Yes, my source code that Mike kindly linked contains most of the data we collected and used as well. I also got Cai et al.'s data when I asked them for it. Liberatore and Levine's data is here:

http://traces.cs.umass.edu/index.php/Network/Network

under "WebIdent 2 Traces".

With perhaps one exception,

With perhaps one exception, I believe my points in the blog post still withstand your responses above.

The one thing I will concede is that if you have enough prior information both to timebox the duration over which your attack is applied (as you say, perhaps by using a known-valid timestamp from a blog post) and you have a way to reduce the number of suspected clients, then you do substantially reduce the base rate of activity, and this does reduce the effect of false positives on the total number of accused (ie it does increase the Bayesian detection rate). This is a lot of prior information though, and is a very narrow case on which to base the argument that all potential defenses against the attack are broken.
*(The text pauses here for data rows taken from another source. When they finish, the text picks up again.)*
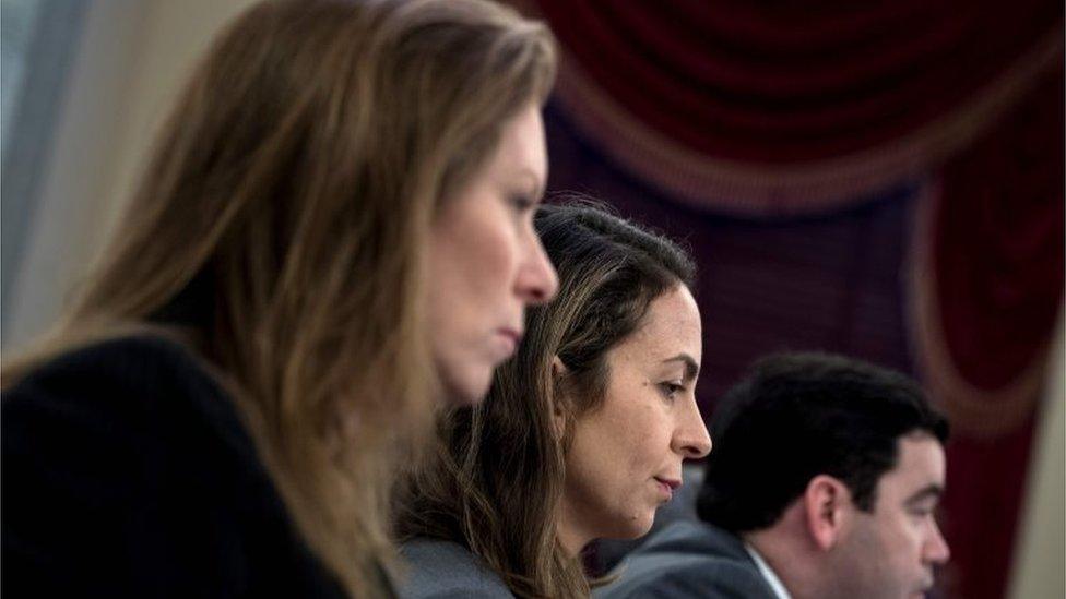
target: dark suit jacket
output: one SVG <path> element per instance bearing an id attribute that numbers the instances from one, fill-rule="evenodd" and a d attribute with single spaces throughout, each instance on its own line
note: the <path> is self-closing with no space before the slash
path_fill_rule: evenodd
<path id="1" fill-rule="evenodd" d="M 5 597 L 344 595 L 233 402 L 177 344 L 71 351 L 2 406 Z"/>
<path id="2" fill-rule="evenodd" d="M 596 589 L 597 599 L 775 599 L 744 543 L 706 523 L 679 520 L 651 535 Z"/>

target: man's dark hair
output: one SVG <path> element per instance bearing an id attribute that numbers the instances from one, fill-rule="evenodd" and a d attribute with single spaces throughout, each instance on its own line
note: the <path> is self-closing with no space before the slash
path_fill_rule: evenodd
<path id="1" fill-rule="evenodd" d="M 711 418 L 697 512 L 732 532 L 767 528 L 818 475 L 840 479 L 870 512 L 899 439 L 914 432 L 943 444 L 948 422 L 909 376 L 827 354 L 770 356 Z"/>

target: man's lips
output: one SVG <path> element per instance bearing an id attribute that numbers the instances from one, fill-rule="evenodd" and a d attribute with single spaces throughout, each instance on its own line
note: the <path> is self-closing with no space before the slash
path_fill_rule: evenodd
<path id="1" fill-rule="evenodd" d="M 667 500 L 673 499 L 674 491 L 682 486 L 682 481 L 676 478 L 655 477 L 655 482 L 659 483 L 660 490 L 663 491 Z"/>

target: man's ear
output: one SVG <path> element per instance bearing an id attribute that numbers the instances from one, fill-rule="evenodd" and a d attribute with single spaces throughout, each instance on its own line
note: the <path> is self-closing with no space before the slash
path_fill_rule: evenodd
<path id="1" fill-rule="evenodd" d="M 854 505 L 851 491 L 840 479 L 818 475 L 810 479 L 803 494 L 804 517 L 810 539 L 822 551 L 829 551 L 843 539 Z"/>
<path id="2" fill-rule="evenodd" d="M 552 357 L 552 430 L 555 433 L 555 440 L 558 442 L 562 441 L 566 435 L 566 422 L 567 422 L 567 406 L 565 388 L 562 381 L 567 375 L 567 367 L 562 363 L 562 360 L 558 356 Z"/>

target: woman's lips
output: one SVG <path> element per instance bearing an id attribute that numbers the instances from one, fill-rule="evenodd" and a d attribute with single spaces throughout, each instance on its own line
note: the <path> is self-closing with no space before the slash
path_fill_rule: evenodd
<path id="1" fill-rule="evenodd" d="M 504 359 L 513 356 L 518 344 L 522 340 L 522 332 L 516 328 L 497 328 L 496 336 L 500 339 Z"/>

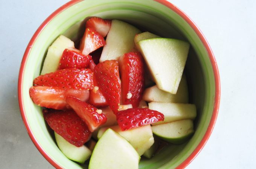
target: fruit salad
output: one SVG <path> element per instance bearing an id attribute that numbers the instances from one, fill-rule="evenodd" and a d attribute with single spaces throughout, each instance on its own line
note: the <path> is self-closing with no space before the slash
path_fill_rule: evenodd
<path id="1" fill-rule="evenodd" d="M 67 158 L 89 169 L 137 169 L 141 156 L 193 135 L 188 43 L 93 17 L 76 47 L 58 38 L 29 91 Z"/>

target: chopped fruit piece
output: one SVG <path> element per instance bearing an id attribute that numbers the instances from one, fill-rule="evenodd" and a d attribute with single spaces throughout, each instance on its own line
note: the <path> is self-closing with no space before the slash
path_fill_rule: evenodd
<path id="1" fill-rule="evenodd" d="M 39 76 L 34 79 L 34 83 L 35 86 L 90 89 L 93 88 L 93 75 L 90 69 L 63 69 Z"/>
<path id="2" fill-rule="evenodd" d="M 128 109 L 131 109 L 133 108 L 133 105 L 131 104 L 126 104 L 123 105 L 120 105 L 119 106 L 119 111 L 124 110 L 127 110 Z"/>
<path id="3" fill-rule="evenodd" d="M 108 129 L 94 148 L 89 169 L 138 169 L 140 157 L 128 141 Z"/>
<path id="4" fill-rule="evenodd" d="M 66 48 L 74 48 L 73 42 L 63 35 L 60 36 L 48 48 L 41 74 L 56 71 L 63 51 Z"/>
<path id="5" fill-rule="evenodd" d="M 49 126 L 70 143 L 81 147 L 90 139 L 91 133 L 73 111 L 43 111 Z"/>
<path id="6" fill-rule="evenodd" d="M 116 114 L 118 125 L 122 130 L 163 121 L 162 113 L 148 109 L 133 108 L 118 112 Z"/>
<path id="7" fill-rule="evenodd" d="M 72 97 L 87 101 L 89 98 L 89 91 L 69 89 L 56 87 L 32 86 L 29 95 L 33 101 L 38 106 L 57 110 L 65 110 L 70 107 L 66 102 L 66 97 Z"/>
<path id="8" fill-rule="evenodd" d="M 107 118 L 98 110 L 86 102 L 74 97 L 67 97 L 67 103 L 74 109 L 78 116 L 86 123 L 89 130 L 93 132 L 99 126 L 107 121 Z"/>
<path id="9" fill-rule="evenodd" d="M 88 55 L 105 44 L 104 38 L 98 32 L 93 28 L 87 27 L 81 39 L 79 49 L 83 54 Z"/>
<path id="10" fill-rule="evenodd" d="M 129 24 L 119 20 L 112 20 L 100 62 L 117 60 L 125 53 L 134 51 L 134 36 L 140 33 L 140 30 Z"/>
<path id="11" fill-rule="evenodd" d="M 70 68 L 87 68 L 91 60 L 91 56 L 85 56 L 79 51 L 66 49 L 59 61 L 58 70 Z"/>
<path id="12" fill-rule="evenodd" d="M 81 147 L 78 147 L 66 141 L 56 132 L 54 132 L 54 135 L 58 146 L 64 155 L 69 159 L 81 164 L 84 164 L 91 156 L 91 150 L 90 148 L 87 148 L 84 145 Z"/>
<path id="13" fill-rule="evenodd" d="M 107 36 L 111 26 L 111 20 L 104 20 L 100 18 L 94 17 L 86 22 L 85 27 L 91 27 L 99 32 L 103 37 Z"/>
<path id="14" fill-rule="evenodd" d="M 144 88 L 144 66 L 139 53 L 126 53 L 120 59 L 123 104 L 137 107 Z"/>
<path id="15" fill-rule="evenodd" d="M 110 108 L 116 113 L 121 94 L 117 61 L 106 60 L 100 63 L 95 67 L 94 73 L 99 90 L 106 98 Z"/>

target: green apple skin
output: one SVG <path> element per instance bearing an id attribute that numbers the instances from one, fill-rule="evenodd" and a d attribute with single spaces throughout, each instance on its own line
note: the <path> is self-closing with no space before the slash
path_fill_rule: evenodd
<path id="1" fill-rule="evenodd" d="M 165 116 L 163 121 L 151 124 L 152 125 L 185 119 L 193 120 L 197 116 L 195 105 L 184 103 L 172 103 L 153 101 L 148 104 L 150 109 L 157 111 Z"/>
<path id="2" fill-rule="evenodd" d="M 154 143 L 152 130 L 150 125 L 146 125 L 125 131 L 122 131 L 118 125 L 101 128 L 98 133 L 98 139 L 108 128 L 111 128 L 127 140 L 140 156 Z"/>
<path id="3" fill-rule="evenodd" d="M 190 119 L 154 125 L 152 128 L 154 134 L 168 142 L 176 144 L 186 142 L 194 132 L 193 121 Z"/>
<path id="4" fill-rule="evenodd" d="M 137 169 L 140 159 L 140 157 L 128 141 L 109 128 L 97 143 L 89 169 Z"/>
<path id="5" fill-rule="evenodd" d="M 159 89 L 156 85 L 145 90 L 143 99 L 148 102 L 189 103 L 189 92 L 186 77 L 183 75 L 180 80 L 176 94 L 173 94 Z"/>
<path id="6" fill-rule="evenodd" d="M 84 145 L 77 147 L 66 141 L 56 133 L 54 132 L 54 135 L 59 149 L 68 158 L 83 164 L 91 156 L 91 152 Z"/>
<path id="7" fill-rule="evenodd" d="M 189 44 L 165 38 L 145 39 L 137 44 L 158 88 L 176 94 L 187 57 Z"/>
<path id="8" fill-rule="evenodd" d="M 140 30 L 127 23 L 112 20 L 100 62 L 107 60 L 117 60 L 119 57 L 125 53 L 135 51 L 134 38 L 136 34 L 140 32 Z"/>
<path id="9" fill-rule="evenodd" d="M 48 48 L 41 75 L 57 70 L 62 53 L 66 48 L 75 48 L 74 42 L 66 37 L 61 35 Z"/>

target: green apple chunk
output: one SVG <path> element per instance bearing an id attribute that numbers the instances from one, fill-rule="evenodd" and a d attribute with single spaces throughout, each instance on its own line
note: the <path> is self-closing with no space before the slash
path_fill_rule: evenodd
<path id="1" fill-rule="evenodd" d="M 137 48 L 138 48 L 137 43 L 143 40 L 147 39 L 148 39 L 155 38 L 160 38 L 156 35 L 151 33 L 148 32 L 146 32 L 141 33 L 139 33 L 135 35 L 134 37 L 134 43 Z"/>
<path id="2" fill-rule="evenodd" d="M 185 142 L 194 133 L 193 121 L 186 119 L 152 126 L 153 133 L 174 144 Z"/>
<path id="3" fill-rule="evenodd" d="M 154 137 L 154 142 L 153 145 L 148 149 L 146 150 L 143 154 L 143 156 L 148 158 L 150 158 L 153 155 L 155 152 L 159 145 L 159 140 L 157 137 Z"/>
<path id="4" fill-rule="evenodd" d="M 98 136 L 98 139 L 108 128 L 104 127 L 99 130 Z M 143 154 L 154 143 L 154 137 L 150 125 L 125 131 L 122 131 L 118 125 L 110 128 L 128 140 L 140 156 Z"/>
<path id="5" fill-rule="evenodd" d="M 100 62 L 107 60 L 117 60 L 125 53 L 134 51 L 134 36 L 140 33 L 140 30 L 127 23 L 112 20 Z"/>
<path id="6" fill-rule="evenodd" d="M 91 156 L 91 152 L 84 145 L 77 147 L 66 141 L 56 133 L 54 132 L 54 135 L 59 149 L 69 159 L 83 164 Z"/>
<path id="7" fill-rule="evenodd" d="M 163 121 L 151 124 L 153 125 L 184 119 L 194 119 L 197 116 L 197 109 L 195 104 L 153 101 L 148 104 L 148 107 L 165 115 Z"/>
<path id="8" fill-rule="evenodd" d="M 143 40 L 137 44 L 157 87 L 176 94 L 189 44 L 180 40 L 164 38 Z"/>
<path id="9" fill-rule="evenodd" d="M 65 49 L 74 48 L 75 45 L 72 41 L 63 35 L 60 36 L 48 48 L 41 74 L 56 71 Z"/>
<path id="10" fill-rule="evenodd" d="M 148 102 L 157 101 L 187 103 L 189 102 L 189 92 L 186 77 L 184 75 L 182 76 L 176 94 L 160 90 L 155 85 L 145 90 L 143 98 Z"/>
<path id="11" fill-rule="evenodd" d="M 111 129 L 96 144 L 89 169 L 138 169 L 140 157 L 129 142 Z"/>

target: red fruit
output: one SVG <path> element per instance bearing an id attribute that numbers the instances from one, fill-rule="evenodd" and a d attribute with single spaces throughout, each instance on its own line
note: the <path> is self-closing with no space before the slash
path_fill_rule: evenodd
<path id="1" fill-rule="evenodd" d="M 114 113 L 118 111 L 121 94 L 121 81 L 118 64 L 116 60 L 105 60 L 95 67 L 97 86 Z"/>
<path id="2" fill-rule="evenodd" d="M 58 70 L 70 68 L 87 68 L 91 60 L 91 56 L 83 55 L 78 50 L 66 49 L 59 61 Z"/>
<path id="3" fill-rule="evenodd" d="M 120 58 L 122 99 L 124 104 L 137 107 L 144 89 L 143 60 L 139 52 L 126 53 Z"/>
<path id="4" fill-rule="evenodd" d="M 165 116 L 149 109 L 132 108 L 120 111 L 116 114 L 118 125 L 122 130 L 163 121 Z"/>
<path id="5" fill-rule="evenodd" d="M 89 98 L 89 92 L 88 90 L 66 90 L 56 87 L 38 86 L 30 88 L 29 95 L 33 102 L 38 106 L 57 110 L 65 110 L 70 109 L 66 102 L 67 97 L 76 97 L 86 101 Z"/>
<path id="6" fill-rule="evenodd" d="M 107 36 L 111 26 L 110 20 L 104 20 L 100 18 L 94 17 L 86 22 L 85 27 L 91 27 L 95 29 L 103 37 Z"/>
<path id="7" fill-rule="evenodd" d="M 69 97 L 66 99 L 67 103 L 76 114 L 87 124 L 89 130 L 93 132 L 99 126 L 107 121 L 107 118 L 101 110 L 74 97 Z"/>
<path id="8" fill-rule="evenodd" d="M 93 75 L 90 69 L 66 69 L 39 76 L 34 79 L 34 84 L 63 89 L 90 89 L 93 88 Z"/>
<path id="9" fill-rule="evenodd" d="M 86 124 L 73 110 L 45 110 L 44 117 L 50 127 L 69 143 L 81 147 L 91 136 Z"/>
<path id="10" fill-rule="evenodd" d="M 98 32 L 93 28 L 87 27 L 81 39 L 79 50 L 83 54 L 88 55 L 105 44 L 104 38 Z"/>

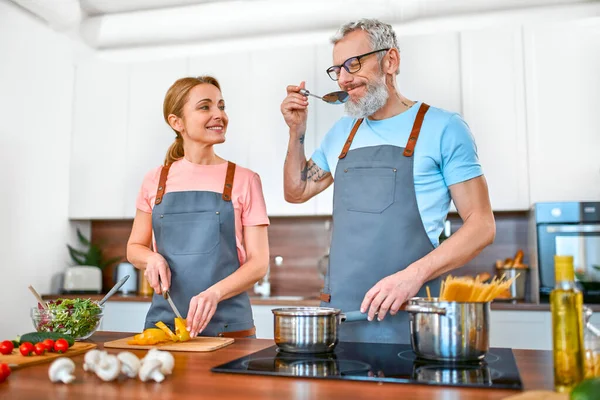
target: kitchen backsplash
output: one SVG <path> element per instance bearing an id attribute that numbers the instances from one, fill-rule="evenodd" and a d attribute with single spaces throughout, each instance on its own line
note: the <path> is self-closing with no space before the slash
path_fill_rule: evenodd
<path id="1" fill-rule="evenodd" d="M 527 255 L 527 212 L 499 212 L 496 217 L 496 239 L 475 259 L 454 274 L 494 274 L 497 259 L 513 257 L 518 249 Z M 452 233 L 462 225 L 457 214 L 450 214 Z M 92 241 L 102 245 L 106 257 L 123 256 L 132 220 L 92 221 Z M 271 268 L 269 281 L 273 296 L 317 296 L 323 280 L 317 268 L 328 252 L 331 217 L 271 217 L 269 245 Z M 275 259 L 277 257 L 277 263 Z M 112 286 L 114 268 L 104 272 L 104 287 Z"/>

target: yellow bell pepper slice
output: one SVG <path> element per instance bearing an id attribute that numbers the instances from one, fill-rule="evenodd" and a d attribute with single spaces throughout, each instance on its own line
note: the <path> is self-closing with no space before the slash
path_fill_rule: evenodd
<path id="1" fill-rule="evenodd" d="M 180 342 L 190 340 L 190 333 L 186 329 L 187 322 L 183 318 L 175 318 L 175 335 Z"/>
<path id="2" fill-rule="evenodd" d="M 164 324 L 164 322 L 158 321 L 154 325 L 156 325 L 158 328 L 160 328 L 160 330 L 163 331 L 167 335 L 167 337 L 169 339 L 171 339 L 172 341 L 174 341 L 174 342 L 178 342 L 179 341 L 179 338 L 177 337 L 177 335 L 174 334 L 173 331 L 170 330 L 169 327 Z"/>
<path id="3" fill-rule="evenodd" d="M 142 346 L 153 345 L 158 343 L 167 342 L 167 335 L 160 329 L 149 328 L 144 332 L 135 335 L 133 340 L 127 342 L 127 344 L 137 344 Z"/>

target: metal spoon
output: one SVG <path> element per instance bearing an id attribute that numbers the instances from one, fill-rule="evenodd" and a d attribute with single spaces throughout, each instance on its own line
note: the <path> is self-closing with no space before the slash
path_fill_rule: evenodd
<path id="1" fill-rule="evenodd" d="M 117 292 L 117 290 L 119 290 L 119 289 L 121 288 L 121 286 L 123 286 L 123 284 L 124 284 L 125 282 L 127 282 L 127 279 L 129 279 L 129 275 L 125 275 L 123 278 L 121 278 L 121 280 L 120 280 L 119 282 L 117 282 L 117 283 L 115 284 L 115 286 L 113 286 L 113 287 L 112 287 L 112 289 L 110 289 L 110 290 L 108 291 L 108 293 L 106 293 L 106 296 L 104 296 L 104 297 L 102 298 L 102 300 L 100 300 L 100 301 L 98 302 L 98 305 L 99 305 L 99 306 L 102 306 L 102 305 L 104 305 L 104 303 L 106 303 L 106 300 L 108 300 L 108 299 L 109 299 L 109 298 L 110 298 L 110 297 L 111 297 L 113 294 L 115 294 L 115 293 Z"/>
<path id="2" fill-rule="evenodd" d="M 348 92 L 344 92 L 343 90 L 337 92 L 327 93 L 323 97 L 317 96 L 316 94 L 312 94 L 306 89 L 300 89 L 300 94 L 303 96 L 313 96 L 317 99 L 323 100 L 325 103 L 329 104 L 344 104 L 348 101 Z"/>

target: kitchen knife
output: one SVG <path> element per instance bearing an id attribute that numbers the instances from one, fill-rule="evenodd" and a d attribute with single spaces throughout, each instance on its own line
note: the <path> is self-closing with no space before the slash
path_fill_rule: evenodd
<path id="1" fill-rule="evenodd" d="M 161 289 L 162 289 L 162 281 L 160 279 L 160 276 L 158 277 L 158 284 L 160 285 Z M 175 306 L 175 303 L 173 303 L 173 300 L 171 299 L 171 293 L 169 293 L 168 290 L 163 290 L 163 297 L 165 300 L 167 300 L 167 303 L 169 303 L 169 305 L 171 306 L 171 310 L 173 310 L 173 312 L 175 313 L 175 316 L 177 318 L 181 318 L 181 313 L 179 312 L 179 310 L 177 309 L 177 306 Z"/>
<path id="2" fill-rule="evenodd" d="M 177 309 L 177 307 L 175 306 L 175 303 L 173 303 L 173 300 L 171 299 L 171 294 L 169 293 L 168 290 L 165 290 L 163 292 L 163 297 L 167 300 L 167 302 L 169 303 L 169 305 L 171 306 L 171 309 L 173 310 L 173 312 L 175 313 L 175 315 L 177 316 L 177 318 L 181 318 L 183 319 L 183 317 L 181 316 L 181 314 L 179 313 L 179 310 Z"/>

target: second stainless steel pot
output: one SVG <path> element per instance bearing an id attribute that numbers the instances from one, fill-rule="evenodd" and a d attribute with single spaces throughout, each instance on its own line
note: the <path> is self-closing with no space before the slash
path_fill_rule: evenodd
<path id="1" fill-rule="evenodd" d="M 490 303 L 409 300 L 413 351 L 436 361 L 477 361 L 488 352 Z"/>
<path id="2" fill-rule="evenodd" d="M 275 344 L 290 353 L 327 353 L 338 343 L 342 322 L 363 321 L 360 311 L 342 313 L 336 308 L 294 307 L 273 311 Z"/>

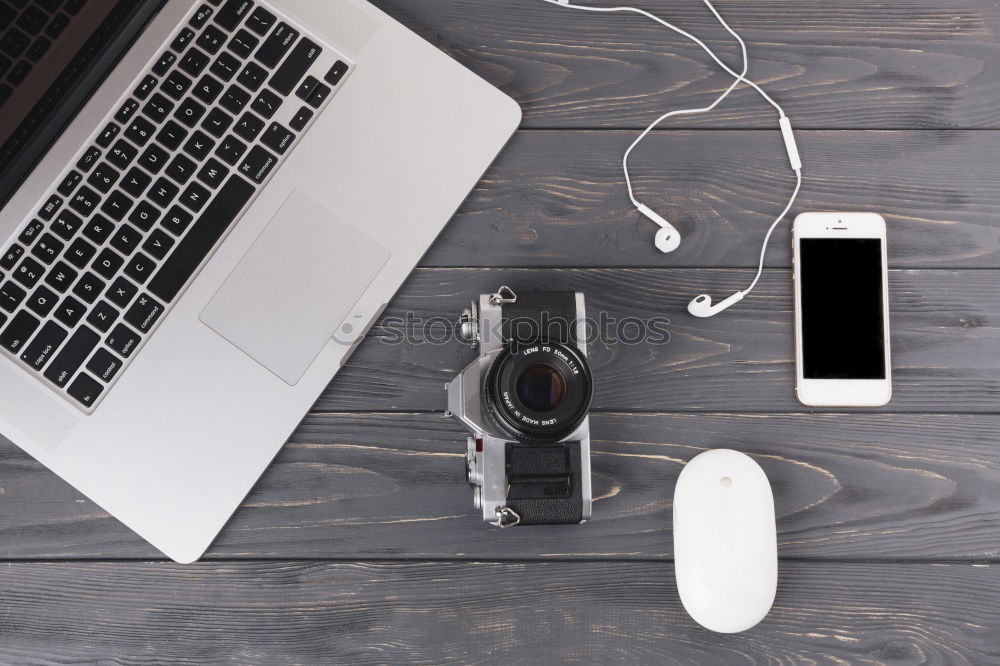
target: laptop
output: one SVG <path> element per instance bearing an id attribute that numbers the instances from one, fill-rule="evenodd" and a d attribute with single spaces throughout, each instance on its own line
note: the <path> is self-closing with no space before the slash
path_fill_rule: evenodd
<path id="1" fill-rule="evenodd" d="M 361 0 L 0 0 L 0 433 L 198 559 L 520 117 Z"/>

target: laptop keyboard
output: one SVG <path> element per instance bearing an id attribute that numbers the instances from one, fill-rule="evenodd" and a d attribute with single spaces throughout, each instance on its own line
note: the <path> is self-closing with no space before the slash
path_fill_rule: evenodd
<path id="1" fill-rule="evenodd" d="M 0 352 L 96 407 L 352 69 L 303 33 L 192 10 L 0 253 Z"/>
<path id="2" fill-rule="evenodd" d="M 0 0 L 0 107 L 87 2 Z"/>

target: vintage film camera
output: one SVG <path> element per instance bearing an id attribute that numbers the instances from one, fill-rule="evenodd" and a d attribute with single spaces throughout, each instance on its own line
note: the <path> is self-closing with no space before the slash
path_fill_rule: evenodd
<path id="1" fill-rule="evenodd" d="M 448 415 L 472 431 L 466 467 L 483 520 L 500 527 L 590 518 L 583 294 L 501 287 L 460 319 L 479 358 L 448 385 Z"/>

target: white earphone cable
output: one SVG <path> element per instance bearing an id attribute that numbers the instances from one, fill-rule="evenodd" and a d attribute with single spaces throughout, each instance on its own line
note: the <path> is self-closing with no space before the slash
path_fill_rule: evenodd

With respect to the repeat visit idea in points 2 and 3 from your reply, though: Beyond the math from the blog post about the dragnet effects of the Binomial distribution (which still applies here), it is also the case that without prior information on each specific user's viewing habits, all the adversary knows from frequent, multiple matches is that the user is frequently visiting one (or likely multiple) sites that have a classifier match for the target site (either true or false positive). In other words, there is little reason to believe a-priori that an adversary's target site is any more likely to cause repeated visits than any other sites that also happen to have false positive matches for it.